Mechanism of action of acetylcholine on calcium current in single cells from frog ventricle.

Ca currents (ICa) were measured by whole-cell patch clamp in single cells isolated from frog ventricle in which K currents were blocked with intracellular (120 mM) and extracellular (20 mM) Cs. Inward currents elicited by depolarizing voltage steps from a holding potential of -80 mV were blocked completely by 0.5 mM-Cd. The quality of the voltage clamp was assessed using two patch electrodes on a single cell. One electrode was used in the voltage-clamp mode to measure membrane currents and the other in current-clamp to measure membrane potential. Ca currents as large as 2 nA were well clamped in cells as long as 210 micron. Acetylcholine (ACh) had no effect on ICa in the absence of beta-adrenergic stimulation but reduced to control levels ICa elevated by isoprenaline. Nanomolar concentrations of ACh were able to reduce significantly ICa elevated by 2 microM-isoprenaline. ACh had no effect on the shape of the I-V curve, on the reactivation (recovery from inactivation), or on the inactivation of ICa. Although isoprenaline increased ICa by an average of 6.5-fold, it had no effect on the shape of the I-V curve or on the inactivation at test potentials negative to +40 mV. However, isoprenaline slowed the half-reactivation time from a control value of 120 +/- 10 ms (mean +/- S.D.) to 153 +/- 12 ms at -80 mV. The effect of cyclic AMP on ICa was investigated using two patch electrodes, one filled with cyclic AMP. Maximal effects of cyclic AMP were observed with 5 microM-cyclic AMP in the pipette.
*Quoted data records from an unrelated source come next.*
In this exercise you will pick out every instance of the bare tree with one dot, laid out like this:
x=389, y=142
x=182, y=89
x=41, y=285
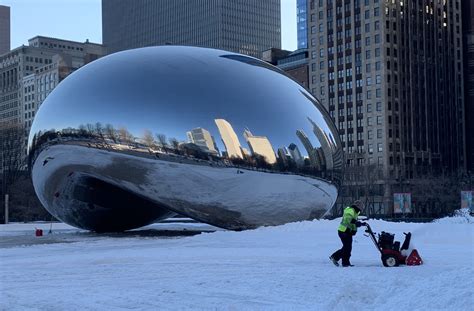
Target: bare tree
x=12, y=154
x=175, y=143
x=161, y=140
x=110, y=132
x=99, y=130
x=125, y=136
x=90, y=129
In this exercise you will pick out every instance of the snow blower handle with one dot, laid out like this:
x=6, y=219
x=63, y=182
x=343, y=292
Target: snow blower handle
x=372, y=236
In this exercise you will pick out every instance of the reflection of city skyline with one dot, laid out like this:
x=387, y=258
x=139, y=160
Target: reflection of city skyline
x=200, y=143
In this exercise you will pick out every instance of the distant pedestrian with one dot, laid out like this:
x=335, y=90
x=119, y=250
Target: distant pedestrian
x=346, y=230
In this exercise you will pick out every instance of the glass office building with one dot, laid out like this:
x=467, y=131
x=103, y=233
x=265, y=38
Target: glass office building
x=302, y=31
x=247, y=27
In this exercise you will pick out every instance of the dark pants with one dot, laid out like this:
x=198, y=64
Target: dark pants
x=345, y=252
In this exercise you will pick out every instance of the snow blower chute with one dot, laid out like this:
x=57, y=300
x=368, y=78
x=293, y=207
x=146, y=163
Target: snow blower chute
x=392, y=254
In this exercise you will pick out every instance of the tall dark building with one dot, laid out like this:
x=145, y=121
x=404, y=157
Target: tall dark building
x=243, y=26
x=302, y=23
x=4, y=29
x=390, y=74
x=468, y=44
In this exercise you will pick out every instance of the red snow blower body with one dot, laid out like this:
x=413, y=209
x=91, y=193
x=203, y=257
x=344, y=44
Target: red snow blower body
x=392, y=253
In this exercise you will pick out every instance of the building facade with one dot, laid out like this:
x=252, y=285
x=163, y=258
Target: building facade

Maximal ICa was recorded several minutes after breaking the patch with the second electrode. After removing the cyclic-AMP-containing electrode, ICa declined to control levels after approximately 10 min. 5 microM-cyclic AMP in the patch electrode increased ICa by an average of 6.9-fold, but had no effect on the shape of the I-V curve or on inactivation. Cyclic AMP had a slowing effect on reactivation (half-reactivation time = 155 +/- 24 ms) similar to that of isoprenaline. ACh (1-10 microM) did not reduce ICa elevated with cyclic AMP (0.1-20 microM-cyclic AMP in the pipette). With low concentrations of cyclic AMP in the pipette (0.1 microM), isoprenaline augmented ICa, but with 5 microM-cyclic AMP in the pipette, isoprenaline was incapable of increasing ICa further. These results suggest that the decrease of ICa produced by ACh can be explained solely by decreases in cyclic AMP levels.